前身モデルの1300で見られた欠点をほぼ克服して完成度の高い車となった145であったが、エクステリアは1300のそれをそのまま流用したことから人気は出ず、販売は低調であった。セダンよりはクーペの「GT」や「GL」が売れていたが、「FI」は高価だったこともあり当時から路上ではまれな存在であった。

1974年、生産ラインをシビックの増産に充てることから生産終了。総生産台数は9736台。145の発売終了に伴い、ホンダ車のラインナップからノッチバックセダンとノッチバッククーペがそれぞれ一旦姿を消している[5]

初代 SD/CD型 (1972年-1974年)

[編集]
  • 1972年(昭和47年)
    • 10月 - 東京モーターショーに参考出品された。
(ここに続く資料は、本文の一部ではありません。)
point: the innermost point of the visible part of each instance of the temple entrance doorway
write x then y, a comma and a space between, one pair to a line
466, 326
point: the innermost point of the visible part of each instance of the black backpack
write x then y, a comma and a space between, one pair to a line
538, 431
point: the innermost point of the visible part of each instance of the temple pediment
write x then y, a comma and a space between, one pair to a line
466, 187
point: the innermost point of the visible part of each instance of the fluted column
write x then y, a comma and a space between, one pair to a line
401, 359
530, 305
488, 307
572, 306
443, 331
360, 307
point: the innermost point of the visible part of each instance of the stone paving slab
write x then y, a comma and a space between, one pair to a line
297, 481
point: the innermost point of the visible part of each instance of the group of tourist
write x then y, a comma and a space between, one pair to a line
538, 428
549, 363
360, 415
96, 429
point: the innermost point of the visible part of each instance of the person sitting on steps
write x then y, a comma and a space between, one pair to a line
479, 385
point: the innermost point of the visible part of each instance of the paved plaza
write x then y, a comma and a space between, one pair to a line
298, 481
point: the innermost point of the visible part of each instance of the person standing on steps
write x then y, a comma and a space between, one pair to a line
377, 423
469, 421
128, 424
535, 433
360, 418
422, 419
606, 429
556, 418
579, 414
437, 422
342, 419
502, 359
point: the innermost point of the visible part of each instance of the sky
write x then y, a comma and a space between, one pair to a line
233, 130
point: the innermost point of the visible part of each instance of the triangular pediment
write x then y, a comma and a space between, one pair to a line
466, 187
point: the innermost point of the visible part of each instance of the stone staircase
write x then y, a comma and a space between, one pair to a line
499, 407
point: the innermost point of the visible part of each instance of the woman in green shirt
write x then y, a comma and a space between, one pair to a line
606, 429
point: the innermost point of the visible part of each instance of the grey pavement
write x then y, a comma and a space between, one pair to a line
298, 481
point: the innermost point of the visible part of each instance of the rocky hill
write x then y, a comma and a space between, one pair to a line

セダン2台、クーペ2台、それにエンジン単体1基が展示された。
    • 11月15日 - 発売が開始された。
  • 1973年(昭和48年)
    • 5月 - ホンダマチック[6]搭載車が追加された。
    • 11月 - 保安基準適用のため一部改良が行なわれた。セダンは廃止されクーペのみとなる。
  • 1974年(昭和49年)
    • 10月 - 生産終了。同年12月をもって販売終了となった。

車名の由来

[編集]

約1,450ccのエンジン排気量から。

関連項目

[編集]

脚注

[編集]
  1. ^ デアゴスティーニジャパン 週刊日本の名車第42号 13ページより。
  2. ^ a b デアゴスティーニジャパン 週刊日本の名車第27号28ページより。
  3. ^ ただし、シビックのEB1型がアルミブロックエンジンだったのに対し、EB5は鋳鉄ブロックエンジンであった。
  4. ^ ちなみに、4穴・120mmという特殊なPCDはホンダ車以外の国産車では日野・コンテッサや初代マツダ・ルーチェマツダ・コスモスポーツに採用されていたという先例がある。
  5. ^ 前者は初代アコードセダン、後者は初代プレリュードが登場するまで約4年間空白となっていた。
  6. ^ 前進2速セミオートマチックトランスミッション。シフトレバーには通常走行用の☆(スター)レンジ(2速固定)とLレンジ(1速固定)が設けられており、トルクコンバーターの作用により☆レンジで発進から最高速までカバーできるとされ、「無段変速」と宣伝された。しかし実際には☆での発進加速は緩慢で、Lで発進して☆に手動でシフトアップするのが通例であった。シビック・アコードなどにも広く用いられ、後にはオーバードライブ(3速)の追加など改良もされたが、1980年代前半に自動変速する通常のATに変更されていった。